FYI, I have run a very rough benchmark of this PR.
<environment>
---------------------- 10GbEther -------------------------
| squid @ freebsd 13.2 | -------------- | apache @ windows |
---------------------- | |
Intel Atom C3708 | wget @ freebsd @ vmware |
equipped with -------------------------
Intel QuickAssist Tech.
(QAT)
<benchmark tool>
https_proxy = squid:bump_port
wget -O /dev/null https://apache/some_large_file.bin
(only 1 session)
<squid builds>
(a)4k
equivalent to the plain squid (v6.6) or v6.6 with this PR.

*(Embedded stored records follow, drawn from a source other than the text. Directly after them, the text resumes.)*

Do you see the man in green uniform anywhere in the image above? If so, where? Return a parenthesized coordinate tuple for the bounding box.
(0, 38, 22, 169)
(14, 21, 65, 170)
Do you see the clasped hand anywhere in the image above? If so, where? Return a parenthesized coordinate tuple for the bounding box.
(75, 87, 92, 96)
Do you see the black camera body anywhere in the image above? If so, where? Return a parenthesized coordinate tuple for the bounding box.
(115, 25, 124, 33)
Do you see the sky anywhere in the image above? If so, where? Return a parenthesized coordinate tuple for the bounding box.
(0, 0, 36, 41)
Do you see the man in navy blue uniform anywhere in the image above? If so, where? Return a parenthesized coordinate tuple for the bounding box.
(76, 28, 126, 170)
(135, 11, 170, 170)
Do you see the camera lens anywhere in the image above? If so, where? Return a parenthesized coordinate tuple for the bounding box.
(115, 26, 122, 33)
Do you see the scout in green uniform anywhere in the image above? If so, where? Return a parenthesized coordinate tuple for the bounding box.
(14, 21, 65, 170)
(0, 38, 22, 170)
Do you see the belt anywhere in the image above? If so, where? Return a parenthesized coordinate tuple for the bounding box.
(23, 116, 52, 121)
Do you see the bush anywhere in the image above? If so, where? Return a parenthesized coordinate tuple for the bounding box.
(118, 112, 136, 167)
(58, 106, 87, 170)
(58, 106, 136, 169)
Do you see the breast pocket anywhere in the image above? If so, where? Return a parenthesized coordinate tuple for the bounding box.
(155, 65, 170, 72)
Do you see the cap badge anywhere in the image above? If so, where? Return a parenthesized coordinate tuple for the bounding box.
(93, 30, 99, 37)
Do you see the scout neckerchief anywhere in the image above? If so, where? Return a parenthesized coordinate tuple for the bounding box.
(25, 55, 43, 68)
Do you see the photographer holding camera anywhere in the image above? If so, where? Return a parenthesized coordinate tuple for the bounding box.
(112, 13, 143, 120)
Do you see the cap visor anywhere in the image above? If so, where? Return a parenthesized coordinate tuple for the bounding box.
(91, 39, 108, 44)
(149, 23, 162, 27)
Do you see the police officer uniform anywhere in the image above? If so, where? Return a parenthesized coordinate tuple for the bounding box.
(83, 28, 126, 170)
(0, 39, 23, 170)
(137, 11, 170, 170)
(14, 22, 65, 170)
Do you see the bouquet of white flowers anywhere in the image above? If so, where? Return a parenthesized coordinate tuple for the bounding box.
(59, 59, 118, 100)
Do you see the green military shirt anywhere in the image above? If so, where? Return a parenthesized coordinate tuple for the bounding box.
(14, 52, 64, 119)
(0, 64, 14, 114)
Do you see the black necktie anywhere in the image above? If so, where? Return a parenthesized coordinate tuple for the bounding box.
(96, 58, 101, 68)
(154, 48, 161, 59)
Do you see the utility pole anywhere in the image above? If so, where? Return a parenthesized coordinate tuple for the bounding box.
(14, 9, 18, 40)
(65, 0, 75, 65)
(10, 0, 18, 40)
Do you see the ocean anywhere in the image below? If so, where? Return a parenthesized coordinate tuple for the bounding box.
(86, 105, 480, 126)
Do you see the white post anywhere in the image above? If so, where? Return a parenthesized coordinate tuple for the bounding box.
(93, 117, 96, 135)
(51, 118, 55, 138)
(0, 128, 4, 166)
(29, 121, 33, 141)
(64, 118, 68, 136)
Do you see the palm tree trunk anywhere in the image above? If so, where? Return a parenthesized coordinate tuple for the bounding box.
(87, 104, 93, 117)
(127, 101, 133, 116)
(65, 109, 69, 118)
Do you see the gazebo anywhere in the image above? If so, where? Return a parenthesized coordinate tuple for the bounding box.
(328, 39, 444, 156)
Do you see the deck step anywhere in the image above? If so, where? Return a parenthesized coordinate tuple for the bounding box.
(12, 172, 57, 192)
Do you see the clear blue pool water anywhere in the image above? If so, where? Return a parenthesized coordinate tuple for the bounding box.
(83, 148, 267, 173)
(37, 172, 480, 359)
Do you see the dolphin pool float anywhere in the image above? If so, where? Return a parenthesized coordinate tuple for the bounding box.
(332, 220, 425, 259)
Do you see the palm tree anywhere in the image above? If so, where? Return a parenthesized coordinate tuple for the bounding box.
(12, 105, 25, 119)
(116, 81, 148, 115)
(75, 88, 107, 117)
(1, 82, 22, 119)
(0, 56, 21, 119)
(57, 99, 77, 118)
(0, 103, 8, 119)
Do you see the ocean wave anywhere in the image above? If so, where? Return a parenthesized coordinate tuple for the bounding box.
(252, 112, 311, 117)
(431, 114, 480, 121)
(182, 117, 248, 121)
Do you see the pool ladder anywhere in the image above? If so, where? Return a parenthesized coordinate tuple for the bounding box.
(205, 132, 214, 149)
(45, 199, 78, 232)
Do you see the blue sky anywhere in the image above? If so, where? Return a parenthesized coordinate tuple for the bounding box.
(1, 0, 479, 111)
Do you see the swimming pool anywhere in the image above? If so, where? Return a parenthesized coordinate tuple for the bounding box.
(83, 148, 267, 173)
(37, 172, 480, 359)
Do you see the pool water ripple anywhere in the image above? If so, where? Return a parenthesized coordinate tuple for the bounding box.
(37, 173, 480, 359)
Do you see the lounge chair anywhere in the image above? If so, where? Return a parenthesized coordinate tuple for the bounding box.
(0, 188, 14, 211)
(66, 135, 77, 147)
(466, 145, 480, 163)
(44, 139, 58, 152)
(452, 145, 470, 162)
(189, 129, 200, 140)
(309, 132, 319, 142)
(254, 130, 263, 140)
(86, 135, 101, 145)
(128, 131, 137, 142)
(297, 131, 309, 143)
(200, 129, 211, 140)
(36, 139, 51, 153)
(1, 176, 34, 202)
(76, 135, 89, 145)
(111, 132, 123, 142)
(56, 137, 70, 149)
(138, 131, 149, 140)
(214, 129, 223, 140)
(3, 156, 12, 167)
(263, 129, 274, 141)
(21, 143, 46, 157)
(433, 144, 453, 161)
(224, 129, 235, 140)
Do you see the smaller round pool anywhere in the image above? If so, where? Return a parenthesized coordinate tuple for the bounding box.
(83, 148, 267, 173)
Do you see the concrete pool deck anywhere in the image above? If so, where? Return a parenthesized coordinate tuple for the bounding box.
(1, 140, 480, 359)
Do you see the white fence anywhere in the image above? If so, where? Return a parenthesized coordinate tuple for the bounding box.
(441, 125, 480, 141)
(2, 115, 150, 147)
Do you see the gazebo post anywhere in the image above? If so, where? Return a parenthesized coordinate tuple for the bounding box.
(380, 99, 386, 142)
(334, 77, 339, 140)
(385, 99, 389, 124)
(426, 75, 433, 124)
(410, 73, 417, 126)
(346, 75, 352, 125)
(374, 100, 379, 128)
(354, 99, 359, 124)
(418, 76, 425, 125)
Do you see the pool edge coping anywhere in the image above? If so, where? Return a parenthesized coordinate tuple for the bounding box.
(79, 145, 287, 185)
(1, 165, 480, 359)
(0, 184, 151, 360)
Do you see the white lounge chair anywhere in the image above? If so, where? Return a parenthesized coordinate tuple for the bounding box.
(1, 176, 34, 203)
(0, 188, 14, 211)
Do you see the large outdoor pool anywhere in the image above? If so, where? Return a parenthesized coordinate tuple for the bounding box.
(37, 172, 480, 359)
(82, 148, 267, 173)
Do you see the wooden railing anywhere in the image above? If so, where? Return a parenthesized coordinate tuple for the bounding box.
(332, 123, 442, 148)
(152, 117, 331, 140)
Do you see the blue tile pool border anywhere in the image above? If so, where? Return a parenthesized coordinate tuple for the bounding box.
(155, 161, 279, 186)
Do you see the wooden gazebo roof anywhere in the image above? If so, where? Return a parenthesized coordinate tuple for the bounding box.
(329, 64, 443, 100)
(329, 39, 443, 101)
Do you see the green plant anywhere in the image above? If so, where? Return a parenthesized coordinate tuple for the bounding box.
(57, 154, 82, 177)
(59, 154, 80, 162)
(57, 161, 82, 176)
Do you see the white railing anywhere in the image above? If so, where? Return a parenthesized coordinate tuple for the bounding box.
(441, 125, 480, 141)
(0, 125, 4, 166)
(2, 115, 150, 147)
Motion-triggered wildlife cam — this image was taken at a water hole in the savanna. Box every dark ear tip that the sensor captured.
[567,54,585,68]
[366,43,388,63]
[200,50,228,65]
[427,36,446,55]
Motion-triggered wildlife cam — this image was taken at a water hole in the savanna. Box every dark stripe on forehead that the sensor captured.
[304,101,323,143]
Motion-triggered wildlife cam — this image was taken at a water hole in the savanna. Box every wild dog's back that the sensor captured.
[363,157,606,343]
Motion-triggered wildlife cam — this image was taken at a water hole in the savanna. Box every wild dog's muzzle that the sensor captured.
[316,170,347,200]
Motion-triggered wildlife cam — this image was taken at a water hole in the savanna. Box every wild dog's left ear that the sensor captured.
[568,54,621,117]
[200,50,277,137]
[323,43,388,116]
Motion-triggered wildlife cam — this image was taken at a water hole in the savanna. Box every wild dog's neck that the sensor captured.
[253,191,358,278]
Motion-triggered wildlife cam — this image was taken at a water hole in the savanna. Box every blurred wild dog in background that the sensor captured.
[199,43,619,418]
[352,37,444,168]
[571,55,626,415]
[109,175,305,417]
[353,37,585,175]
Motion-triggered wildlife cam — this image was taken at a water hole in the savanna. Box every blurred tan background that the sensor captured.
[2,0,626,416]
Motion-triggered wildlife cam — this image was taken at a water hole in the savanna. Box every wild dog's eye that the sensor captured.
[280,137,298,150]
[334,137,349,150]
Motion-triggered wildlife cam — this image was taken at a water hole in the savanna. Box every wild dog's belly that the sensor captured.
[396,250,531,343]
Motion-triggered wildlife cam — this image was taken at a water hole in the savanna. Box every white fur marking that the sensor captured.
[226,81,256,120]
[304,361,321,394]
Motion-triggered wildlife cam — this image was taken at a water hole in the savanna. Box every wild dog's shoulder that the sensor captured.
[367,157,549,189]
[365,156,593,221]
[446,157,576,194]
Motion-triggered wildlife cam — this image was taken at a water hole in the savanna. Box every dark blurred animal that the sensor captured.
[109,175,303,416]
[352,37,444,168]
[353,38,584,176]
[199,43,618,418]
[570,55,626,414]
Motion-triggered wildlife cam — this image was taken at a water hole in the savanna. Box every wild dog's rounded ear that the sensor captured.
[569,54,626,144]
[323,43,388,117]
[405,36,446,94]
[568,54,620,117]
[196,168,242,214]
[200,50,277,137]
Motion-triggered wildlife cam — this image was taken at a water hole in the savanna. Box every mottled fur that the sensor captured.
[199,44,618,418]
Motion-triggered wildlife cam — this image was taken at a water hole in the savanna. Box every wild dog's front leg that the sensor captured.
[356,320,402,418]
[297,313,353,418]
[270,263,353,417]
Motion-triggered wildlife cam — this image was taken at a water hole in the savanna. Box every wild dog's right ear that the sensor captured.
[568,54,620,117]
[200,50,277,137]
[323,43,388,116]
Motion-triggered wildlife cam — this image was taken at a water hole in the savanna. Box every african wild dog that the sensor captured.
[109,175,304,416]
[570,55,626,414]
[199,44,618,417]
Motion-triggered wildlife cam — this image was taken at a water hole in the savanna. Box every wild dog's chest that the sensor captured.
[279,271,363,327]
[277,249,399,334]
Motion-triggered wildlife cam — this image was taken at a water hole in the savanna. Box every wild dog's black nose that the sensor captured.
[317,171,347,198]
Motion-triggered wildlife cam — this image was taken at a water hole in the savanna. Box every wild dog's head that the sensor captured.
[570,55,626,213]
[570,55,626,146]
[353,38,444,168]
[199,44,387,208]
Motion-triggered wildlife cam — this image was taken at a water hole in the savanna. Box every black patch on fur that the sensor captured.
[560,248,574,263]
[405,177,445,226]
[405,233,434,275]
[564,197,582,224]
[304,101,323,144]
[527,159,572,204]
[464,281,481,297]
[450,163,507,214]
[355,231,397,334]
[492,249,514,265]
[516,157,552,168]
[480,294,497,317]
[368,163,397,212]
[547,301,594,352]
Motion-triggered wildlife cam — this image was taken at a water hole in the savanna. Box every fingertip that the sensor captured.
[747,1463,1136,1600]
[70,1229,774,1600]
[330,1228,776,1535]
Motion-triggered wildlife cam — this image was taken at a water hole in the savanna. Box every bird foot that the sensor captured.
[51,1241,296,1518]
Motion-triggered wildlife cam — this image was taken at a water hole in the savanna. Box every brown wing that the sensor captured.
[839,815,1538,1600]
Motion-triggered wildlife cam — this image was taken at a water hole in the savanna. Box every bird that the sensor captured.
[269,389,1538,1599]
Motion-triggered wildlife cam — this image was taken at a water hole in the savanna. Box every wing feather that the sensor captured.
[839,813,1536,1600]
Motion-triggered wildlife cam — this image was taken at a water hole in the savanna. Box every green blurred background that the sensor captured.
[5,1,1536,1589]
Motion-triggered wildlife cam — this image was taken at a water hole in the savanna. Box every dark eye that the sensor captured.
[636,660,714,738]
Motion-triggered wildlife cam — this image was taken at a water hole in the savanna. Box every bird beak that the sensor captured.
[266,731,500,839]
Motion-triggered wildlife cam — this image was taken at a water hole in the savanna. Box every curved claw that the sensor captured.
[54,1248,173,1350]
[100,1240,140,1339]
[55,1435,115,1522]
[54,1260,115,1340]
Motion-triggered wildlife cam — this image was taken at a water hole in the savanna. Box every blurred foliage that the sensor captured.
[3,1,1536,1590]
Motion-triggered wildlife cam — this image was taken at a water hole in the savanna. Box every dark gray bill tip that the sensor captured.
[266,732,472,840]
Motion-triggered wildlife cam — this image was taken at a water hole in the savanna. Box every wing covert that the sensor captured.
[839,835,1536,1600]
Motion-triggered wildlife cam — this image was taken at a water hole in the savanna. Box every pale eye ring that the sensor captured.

HTTP_REQBUF_SZ (defined in src/http/forward.h) = 4096
(b)16k
buffer expanded.
HTTP_REQBUF_SZ = 16384
(c)64k_patched
buffer expanded, with an extra patch for src/security/Session.cc below.
HTTP_REQBUF_SZ = 65536
@@ tls_read_method(int fd, char *buf, int len)
}
}
int i = SSL_read(session, buf, len);
+ while( i > 0 && len - i > 0 ){
+ int i_t = SSL_read(session, buf+i, len-i);
+
+ if ( i_t <= 0 ){
+ break;
+ }
+
+ i += i_t;
+ };
#elif USE_GNUTLS
int i = gnutls_record_recv(session, buf, len);
#endif
<benchmark results>
TLS_AES_256_GCM_SHA384
throuhput (squid cpu usage)
1. no KTLS
(a)4k : 450 Mbps (100%)
(b)16k : 800 Mbps (100%)
(c)64k_patched : 1100 Mbps (100%)
2. KTLS without QAT
(a)4k : 700 Mbps (100%)
(b)16k : 1500 Mbps (100%)
(c)64k_patched : 2200 Mbps ( 90%)
3. KTLS with QAT
(a)4k : 350 Mbps ( 50%)
(b)16k : 1100 Mbps ( 75%)
(c)64k_patched : 1100 Mbps ( 45%)
TLS_AES_128_GCM_SHA256
throuhput (squid cpu usage)
1. no KTLS
(a)4k : 450 Mbps (100%)
(b)16k : 850 Mbps (100%)
(c)64k_patched : 1100 Mbps (100%)
2. KTLS without QAT
(a)4k : 730 Mbps (100%)
(b)16k : 1500 Mbps (100%)
(c)64k_patched : 2300 Mbps ( 85%)
3. KTLS with QAT
(a)4k : 360 Mbps ( 50%)
(b)16k : 1200 Mbps ( 80%)
(c)64k_patched : 1150 Mbps ( 45%)
Note:
- Squid is the bottleneck if the cpu usage is 100%.
- For others, the bottleneck may be in the kernel, QAT, or benchmark environment.
- 4k buffer seems to be too small for QAT in this benchmark. (overhead is larger.)
From this limited test, the hard-coded HTTP_REQBUF_SZ might be insufficient to maximize the benefits of KTLS. (I am not going to touch it in this PR of course.)